In accordance with the Listing Rules, following completion of the Transaction, the Companys global depositary receipts (GDRs) in issue will be cancelled from the Official List and from admission to trading on the London Stock Exchange. Applications have been made to the UK Listing Authority and the London Stock Exchange for the readmission to listing on the standard segment of the Official List of the UK Listing Authority and to trading on the main market of the London Stock Exchange of up to 191,056,910 GDRs upon the cancellation of the current listing (together, Readmission). The Company expects that the cancellation and Readmission will occur nearly simultaneously at approximately 8:00 am on 30 December 2013.

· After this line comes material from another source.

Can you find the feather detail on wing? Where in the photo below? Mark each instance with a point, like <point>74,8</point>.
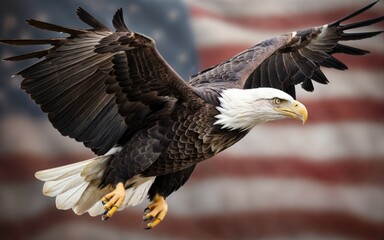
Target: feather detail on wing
<point>97,85</point>
<point>290,59</point>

Nikita Mishin, Chairman of Global Ports, commented:
” We are delighted to have completed such an important transaction, one that is an historic step for Global Ports, and which moves the Group into the big league of major global container terminal operators. Our combined group will hold an enviable position in the high-growth Russian container market and will have an unrivalled ability to provide the best quality of service to our customers. Over the next 12 months we will focus both on integrating NCC into our Group in order to realise the synergy potential of the Transaction as well as on the swift deleveraging of our balance sheet.”